Here are a few I recommend checking out . . .
There’s no Place Like This Place, Anyplace
“Funny thing about our store, we seem to break all the rules of good business. But the customers seem to love it.” 75 minutes, streaming on CBC Gem (2020) Trailer
This new documentary reflects on the sale of Toronto’s Honest Ed’s department store and the surrounding properties known as Mirvish Village. Named after owner Ed Mirvish, Honest Ed’s opened in 1948 and closed at the end of 2016.
The store was infamous for marketing stunts and was grossing around $14 million annually by 1968.
Mirvish started buying up real estate around the department store for expansion, while offering affordable commercial and residential rentals to the arts community.
By the mid-’90s, however, Honest Ed’s was becoming a retail victim to Walmart and the entry of other big-box retailers into the market.
After Mirvish’s passing in 2007, his son took over operations and ultimately sold the real estate to a Vancouver developer. The sale of the store and surrounding properties was not originally met with praise.
While some tenants found new homes, many businesses in Mirvish Village were unable to find comparable lease rates and ultimately ended up shuttering their doors.
It’s no surprise that in one of North America’s fastest-growing cities, progress can often mean the displacement of one population for another.
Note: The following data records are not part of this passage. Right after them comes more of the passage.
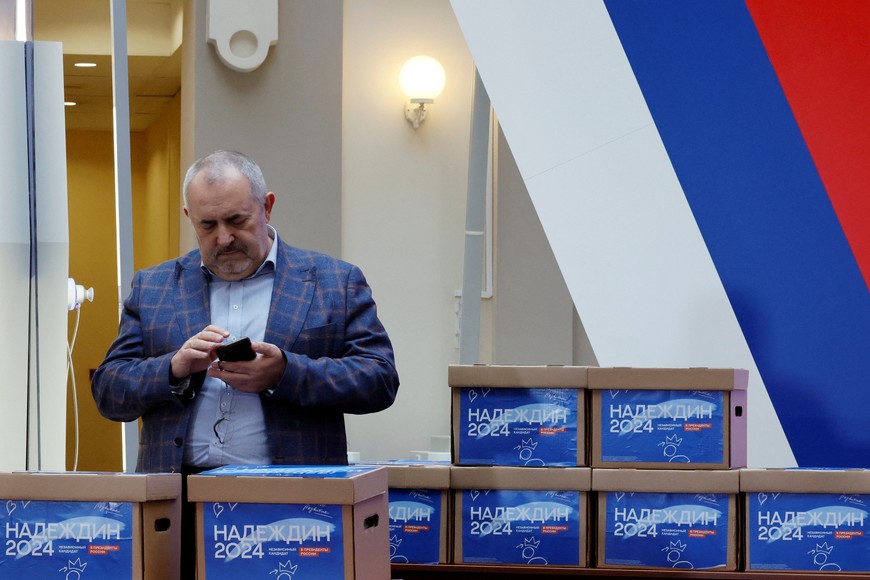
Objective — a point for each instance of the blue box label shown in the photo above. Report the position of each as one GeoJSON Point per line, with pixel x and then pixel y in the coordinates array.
{"type": "Point", "coordinates": [521, 527]}
{"type": "Point", "coordinates": [813, 531]}
{"type": "Point", "coordinates": [667, 530]}
{"type": "Point", "coordinates": [272, 540]}
{"type": "Point", "coordinates": [518, 427]}
{"type": "Point", "coordinates": [66, 539]}
{"type": "Point", "coordinates": [416, 516]}
{"type": "Point", "coordinates": [662, 426]}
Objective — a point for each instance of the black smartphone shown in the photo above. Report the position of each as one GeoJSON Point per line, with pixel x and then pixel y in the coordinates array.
{"type": "Point", "coordinates": [236, 351]}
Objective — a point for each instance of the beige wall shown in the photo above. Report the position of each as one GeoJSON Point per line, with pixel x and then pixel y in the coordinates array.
{"type": "Point", "coordinates": [93, 259]}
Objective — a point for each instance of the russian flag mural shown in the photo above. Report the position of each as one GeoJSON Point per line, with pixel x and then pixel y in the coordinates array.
{"type": "Point", "coordinates": [701, 170]}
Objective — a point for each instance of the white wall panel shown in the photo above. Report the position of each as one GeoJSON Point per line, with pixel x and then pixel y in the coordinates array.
{"type": "Point", "coordinates": [618, 222]}
{"type": "Point", "coordinates": [14, 257]}
{"type": "Point", "coordinates": [52, 247]}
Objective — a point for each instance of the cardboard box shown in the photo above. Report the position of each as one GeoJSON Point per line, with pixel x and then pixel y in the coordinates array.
{"type": "Point", "coordinates": [665, 418]}
{"type": "Point", "coordinates": [521, 515]}
{"type": "Point", "coordinates": [523, 416]}
{"type": "Point", "coordinates": [807, 520]}
{"type": "Point", "coordinates": [326, 521]}
{"type": "Point", "coordinates": [114, 525]}
{"type": "Point", "coordinates": [666, 519]}
{"type": "Point", "coordinates": [420, 516]}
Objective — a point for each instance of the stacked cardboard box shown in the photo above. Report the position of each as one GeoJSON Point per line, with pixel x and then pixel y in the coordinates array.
{"type": "Point", "coordinates": [112, 525]}
{"type": "Point", "coordinates": [666, 446]}
{"type": "Point", "coordinates": [292, 521]}
{"type": "Point", "coordinates": [419, 497]}
{"type": "Point", "coordinates": [520, 479]}
{"type": "Point", "coordinates": [806, 520]}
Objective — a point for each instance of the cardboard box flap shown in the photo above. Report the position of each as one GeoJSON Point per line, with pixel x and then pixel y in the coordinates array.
{"type": "Point", "coordinates": [516, 376]}
{"type": "Point", "coordinates": [666, 481]}
{"type": "Point", "coordinates": [806, 480]}
{"type": "Point", "coordinates": [418, 475]}
{"type": "Point", "coordinates": [677, 379]}
{"type": "Point", "coordinates": [338, 484]}
{"type": "Point", "coordinates": [522, 478]}
{"type": "Point", "coordinates": [90, 486]}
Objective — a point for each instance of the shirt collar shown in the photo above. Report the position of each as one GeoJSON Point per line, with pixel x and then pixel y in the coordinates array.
{"type": "Point", "coordinates": [268, 265]}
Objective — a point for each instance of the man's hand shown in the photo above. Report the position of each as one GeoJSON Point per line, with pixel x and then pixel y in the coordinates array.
{"type": "Point", "coordinates": [253, 376]}
{"type": "Point", "coordinates": [198, 351]}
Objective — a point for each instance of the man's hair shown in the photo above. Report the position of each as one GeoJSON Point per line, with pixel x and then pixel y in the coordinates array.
{"type": "Point", "coordinates": [214, 166]}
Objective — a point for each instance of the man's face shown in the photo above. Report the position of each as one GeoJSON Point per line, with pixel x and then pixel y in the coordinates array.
{"type": "Point", "coordinates": [229, 224]}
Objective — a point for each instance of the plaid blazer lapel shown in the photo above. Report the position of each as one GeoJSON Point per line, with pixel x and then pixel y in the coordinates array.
{"type": "Point", "coordinates": [291, 297]}
{"type": "Point", "coordinates": [192, 298]}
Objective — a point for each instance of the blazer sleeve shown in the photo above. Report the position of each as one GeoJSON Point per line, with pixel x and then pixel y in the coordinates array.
{"type": "Point", "coordinates": [131, 380]}
{"type": "Point", "coordinates": [347, 365]}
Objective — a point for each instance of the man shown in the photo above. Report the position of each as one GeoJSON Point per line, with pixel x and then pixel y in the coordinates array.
{"type": "Point", "coordinates": [320, 349]}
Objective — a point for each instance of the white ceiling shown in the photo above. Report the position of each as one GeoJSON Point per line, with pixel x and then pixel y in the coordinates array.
{"type": "Point", "coordinates": [154, 61]}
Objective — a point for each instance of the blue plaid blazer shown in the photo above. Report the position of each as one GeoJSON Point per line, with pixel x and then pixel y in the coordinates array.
{"type": "Point", "coordinates": [322, 315]}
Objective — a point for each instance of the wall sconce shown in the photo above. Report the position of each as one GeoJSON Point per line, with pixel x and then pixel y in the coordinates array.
{"type": "Point", "coordinates": [422, 80]}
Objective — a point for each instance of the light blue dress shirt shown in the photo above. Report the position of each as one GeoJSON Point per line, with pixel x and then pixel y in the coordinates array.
{"type": "Point", "coordinates": [227, 425]}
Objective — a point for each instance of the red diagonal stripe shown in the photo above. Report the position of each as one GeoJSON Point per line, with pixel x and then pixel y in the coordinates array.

It’s not often that emotion is tied to commercial real estate, but this documentary really puts that into perspective.
“You’re not in the burger business, you’re in the real estate business.” 115 minutes, streaming on Netflix (2016) Trailer
This fictionalized tale explains the birth of the McDonald’s franchise restaurant empire.
Ray Kroc, played by Michael Keaton, credited himself with taking the McDonald brothers’ burger stand and growing it into the model we see today.
I won’t give the plot away, but let’s just say Kroc figures out what many of us know: sometimes it’s better being the landlord than the tenant.
The movie takes a few liberties and of course tightens the actual timeline, but for the most part it’s fairly factual.
Fun fact: When Ray Kroc died at the age of 81 in 1984, he was worth $200 million. The McDonald brothers did not see any of the real McDonald’s wealth, as Kroc bought them out of their pittance shares in 1961.
Glengarry Glen Ross
“Coffee is for closers.” 96 minutes, streaming on YouTube and Apple TV (1992) Trailer
This movie is adapted from a David Mamet play and follows real estate agents using dubious sales tactics to sell undesirable land for development. Jack Lemmon plays the main character, Shelley (The Machine) Levene.
Every fabled brokerage has a version of The Machine: a top producer down on his luck, his rising star now faded.
The Machine is working against the stacks. Not only is he selling a sub-standard opportunity, but he also believes management no longer has his back.
The film offers insight into the ego and competition that is truly part of our environment. While the movie is an exaggerated version of daily real estate duties, I think it should be required viewing for those coming into the industry.
As well, if you’ve seen the movie, you’ll understand my frustration ICR has yet to offer up a Cadillac El Dorado as part of a sales competition.
Class Action Park – 90 minutes, streaming on Crave (2020) Trailer
I love talking about this movie. The most interesting real estate takeaway is how the land lease of the park evolves into insurance fraud.
The Queen of Versailles – 100 minutes, streaming on YouTube (2012) Trailer
This documentary follows timeshare real estate tycoon David Siegel during the fallout of the 2008 recession as he and his wife Jackie try to build a 90,000-square-foot super-mansion. We witness Siegel orchestrating a juggling act to keep all his real estate balls in the air.
I’m always looking for suggestions, did I miss your favourite commercial real estate-related flick?